Current mainstream world models mainly rely on large-scale pre-training, but when facing complex combination action instructions from users, they often encounter "understanding bias" or inaccurate execution issues. The emergence of WorldCompass provides a new "compass" to solve this pain point.

image.png

By introducing a reinforcement learning mechanism, this framework can deeply fine-tune pre-trained models, enabling them to more accurately interpret and execute complex action instructions, thus avoiding the embarrassment of "not understanding" commands. Evaluation data shows that after applying WorldCompass, the open-source SOTA model WorldPlay saw its interaction accuracy (Accaction) in the most difficult composite action scenarios rise from about 20% to over 55%, an increase of more than 35%.

In addition to enhancing action control, the framework also significantly improved the visual fidelity score (HPSv3), ensuring that the model maintains consistent visual performance during long-distance, long-time sequence virtual world exploration. The Tencent Hunyuan team stated that the release of WorldCompass marks the formal transition of world models from a purely "pre-training era" to a "reinforcement learning fine-tuning era."
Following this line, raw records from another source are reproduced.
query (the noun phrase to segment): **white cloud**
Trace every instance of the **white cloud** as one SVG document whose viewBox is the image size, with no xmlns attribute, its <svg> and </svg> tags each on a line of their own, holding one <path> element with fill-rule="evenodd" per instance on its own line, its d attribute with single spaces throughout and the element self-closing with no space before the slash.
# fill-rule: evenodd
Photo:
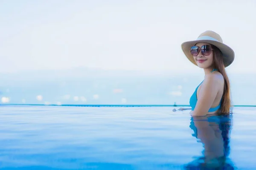
<svg viewBox="0 0 256 170">
<path fill-rule="evenodd" d="M 121 99 L 121 102 L 122 104 L 126 103 L 127 100 L 125 98 L 122 98 Z"/>
<path fill-rule="evenodd" d="M 180 91 L 173 91 L 170 93 L 170 94 L 173 96 L 181 96 L 182 93 Z"/>
<path fill-rule="evenodd" d="M 10 102 L 10 99 L 8 97 L 3 97 L 1 100 L 2 103 L 8 103 Z"/>
<path fill-rule="evenodd" d="M 43 96 L 42 95 L 38 95 L 37 96 L 36 98 L 38 101 L 42 101 L 43 100 Z"/>
<path fill-rule="evenodd" d="M 79 97 L 78 96 L 74 96 L 73 99 L 75 101 L 78 101 L 79 100 Z"/>
<path fill-rule="evenodd" d="M 93 96 L 93 99 L 98 99 L 99 97 L 99 94 L 94 94 Z"/>
</svg>

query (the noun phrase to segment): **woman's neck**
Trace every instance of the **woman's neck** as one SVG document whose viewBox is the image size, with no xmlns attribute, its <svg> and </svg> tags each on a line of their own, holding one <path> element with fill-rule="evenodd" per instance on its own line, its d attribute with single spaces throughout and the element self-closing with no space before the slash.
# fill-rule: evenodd
<svg viewBox="0 0 256 170">
<path fill-rule="evenodd" d="M 204 75 L 206 75 L 207 74 L 209 74 L 211 73 L 212 70 L 213 70 L 214 68 L 213 67 L 210 67 L 207 68 L 204 68 Z"/>
</svg>

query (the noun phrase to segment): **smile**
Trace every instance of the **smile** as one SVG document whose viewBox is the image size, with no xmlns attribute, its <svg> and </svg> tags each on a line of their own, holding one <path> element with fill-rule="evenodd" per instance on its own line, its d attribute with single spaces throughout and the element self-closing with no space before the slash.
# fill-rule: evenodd
<svg viewBox="0 0 256 170">
<path fill-rule="evenodd" d="M 200 63 L 204 62 L 206 60 L 197 60 L 198 62 Z"/>
</svg>

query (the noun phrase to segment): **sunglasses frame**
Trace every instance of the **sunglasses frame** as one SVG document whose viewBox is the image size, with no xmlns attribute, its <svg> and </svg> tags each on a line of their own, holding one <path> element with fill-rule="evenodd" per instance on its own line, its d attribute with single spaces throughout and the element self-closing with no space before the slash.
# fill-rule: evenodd
<svg viewBox="0 0 256 170">
<path fill-rule="evenodd" d="M 210 53 L 208 55 L 204 55 L 204 54 L 203 54 L 203 53 L 202 53 L 202 51 L 202 51 L 202 47 L 203 47 L 203 46 L 206 46 L 206 45 L 209 45 L 210 47 L 210 49 L 211 49 L 211 51 L 210 51 Z M 195 56 L 194 56 L 194 55 L 192 54 L 191 54 L 191 51 L 192 51 L 191 48 L 192 47 L 197 47 L 198 48 L 198 49 L 199 49 L 199 50 L 198 51 L 198 52 L 197 54 L 196 55 L 195 55 Z M 190 54 L 191 55 L 192 55 L 193 56 L 195 57 L 195 56 L 197 56 L 197 55 L 198 55 L 198 54 L 199 54 L 199 53 L 200 52 L 200 51 L 201 51 L 201 53 L 202 53 L 202 54 L 204 55 L 205 56 L 207 56 L 209 55 L 212 53 L 212 51 L 213 50 L 213 49 L 212 48 L 212 46 L 210 45 L 202 45 L 201 46 L 201 48 L 200 48 L 200 47 L 197 46 L 197 45 L 193 45 L 191 47 L 190 47 Z"/>
</svg>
Currently, the relevant technologies of WorldCompass have been validated in the Hunyuan WorldPlay model. Tencent has fully open-sourced the related code and technical reports, aiming to provide a technical path for global developers to build more intelligent and controllable "generative world simulators."

Key Points

  • 🎯 Precision Control: Overcame the industry challenge of inaccurate execution by world models under complex action instructions, achieving a multiple-fold increase in accuracy.

  • 🤖 RL Deep Empowerment: Demonstrated the significant tuning potential of reinforcement learning in long-term, interactive world models.

  • 🌐 Full Stack Open Source: Fully opens up from code to model details, helping developers create more immersive virtual interaction environments.

  • 🚀 Generation Crossing: Shifts the focus of world model technology from data stacking to meticulous refinement of interaction logic.